Figure 6. Effects of Ntn-1 on mouse skin wound healing.

(A) Representative gross images on skin wound healing on day 0, 5, 9, and 12 are shown (left panel). Mouse skin wounds were made by 6-mm-diameter biopsy punch and treated with vehicle, Ntn-1, hUCB-MSC + vehicle, and hUCB-MSC + Ntn-1, respectively. (B) Quantifications of wound sizes relative to original wound size for 15 days are shown. Data represent the mean ± S.E. n = 7. *P < 0.05 vs. vehicle alone. ^#P < 0.05 vs. hUCB-MSC + vehicle. (C) Representative wound tissues stained with H&E on day 12 are shown (Top panel). n = 7. Scale bars, 100 μm. Abbreviations: Ep, epidermis; W, wound bed; CL, cornified layer. Histological scores in re-epithelialization were quantified according to the Supplementary Table 1 (right panel). (D) Representative images of blood vessels in wounds on day 12. n = 7 (left panel). Vessel densities relative to the group treated with Vehicle alone were quantified by using Image J program (middle panel). ROD, relative optical density. Histological scores in angiogenesis were quantified according to the Supplementary Table 1 (right panel). (E) Upon postoperative day 12, Miles assay was performed to measure blood vessel permeability. Wound tissue samples (100 mg) were incubated with 500 μL formamide to release the extravagated Evans blue for 24 h. Optical density was measured at 610 nm and the measurements converted into ng dye extravagated per mg tissue (n = 7). ^$P < 0.01 versus Normal. *P < 0.01 versus vehicle. ^#P < 0.05 versus hUCB-MSCs alone.

Figure 7. Effects of Ntn-1 on vascular regeneration in mouse hindlimb ischemia model.

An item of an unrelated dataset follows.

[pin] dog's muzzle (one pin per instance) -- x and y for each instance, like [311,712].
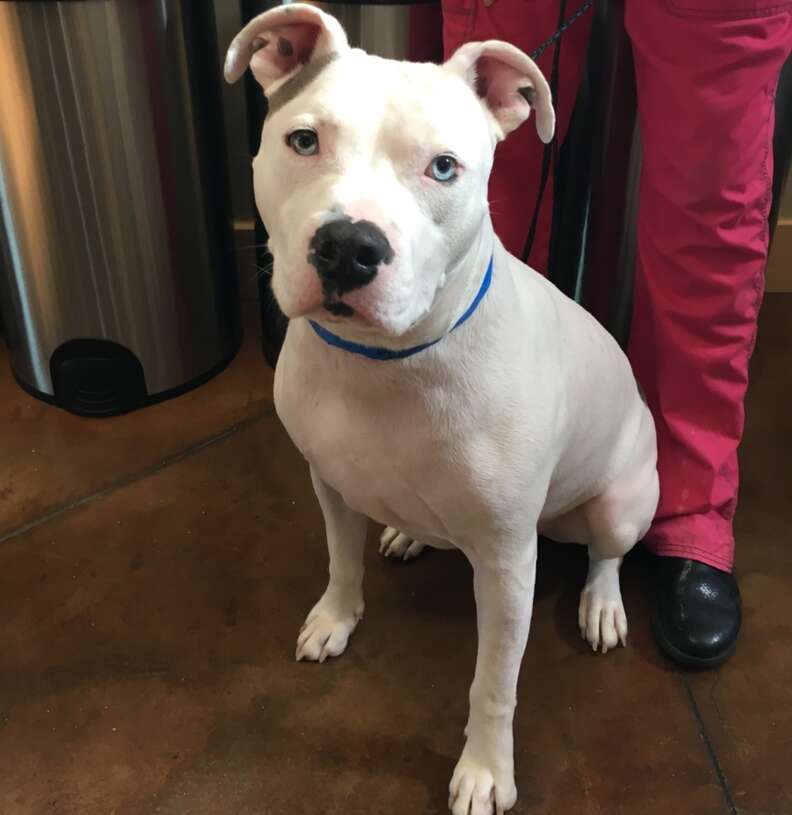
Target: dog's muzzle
[347,255]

(A) The ratio of blood perfusion (blood flow in the left ischemic limb/blood flow in the right non-ischemic limb) was measured using Laser Doppler perfusion imaging analysis in the ischemic limbs of nude mice injected with PBS, hUCB-MSC, or hUCB-MSC + Ntn-1 on postoperative days 0, 5, 10, 15, 20, and 25 (left and middle panels). Gross morphologies of mice hindlimb on postoperative day 15 are shown (right panel). Data represent the mean ± SE. n = 5. **P < 0.01 vs. vehicle, ^##P < 0.01 vs. hUCB-MSC + Ntn-1. (B) The survival of transplanted hUCB-MSCs was assessed by immunofluorescent staining with Cleaved Caspase-3 (red) and anti-human nuclei antigen (HNA, green) antibodies. DAPI was used as nuclear control (blue). n = 3. Scale bar, 50 μm. Apoptotic cells were quantified as the number of HNA- and Cleaved Caspase-3-positive cells. (C) The level of apoptosis-related proteins in the mice treated with vehicle, hUCB-MSCs, and hUCB-MSCs + Ntn-1 on 3 days was determined by Western blot with Bcl-2, Bax, and Cleaved Caspase-3 antibodies. n = 3. *P < 0.01 versus vehicle. ^#P < 0.05 versus hUCB-MSCs alone. Data represent the means ± S.E. Upon postoperative day 15, ischemic limb tissue samples were immunostained with an anti-CD31 (D) and anti-α-SMA (E) for assessment of capillary density and arteriole density, respectively. n = 3. Scale bar, 50 μm. The density of capillary and arteriole was quantified as the number of CD31- and α-SMA-positive cells. ^$P < 0.01 versus Normal. *P < 0.01 versus vehicle. ^#P < 0.05 versus hUCB-MSCs alone. (F) The level of FGF and VEGF in the mice treated with vehicle, hUCB-MSCs, and hUCB-MSCs + Ntn-1 for 15 days was determined by Western blot. *P < 0.01 versus vehicle. ^#P < 0.05 versus hUCB-MSCs alone. Data represent the means ± S.E. n = 3. (G) A hypothetical model for Ntn-1-induced signaling pathway in promoting mouse wound healing and vascular regeneration. (C,F) ROD is the abbreviation for relative optical density.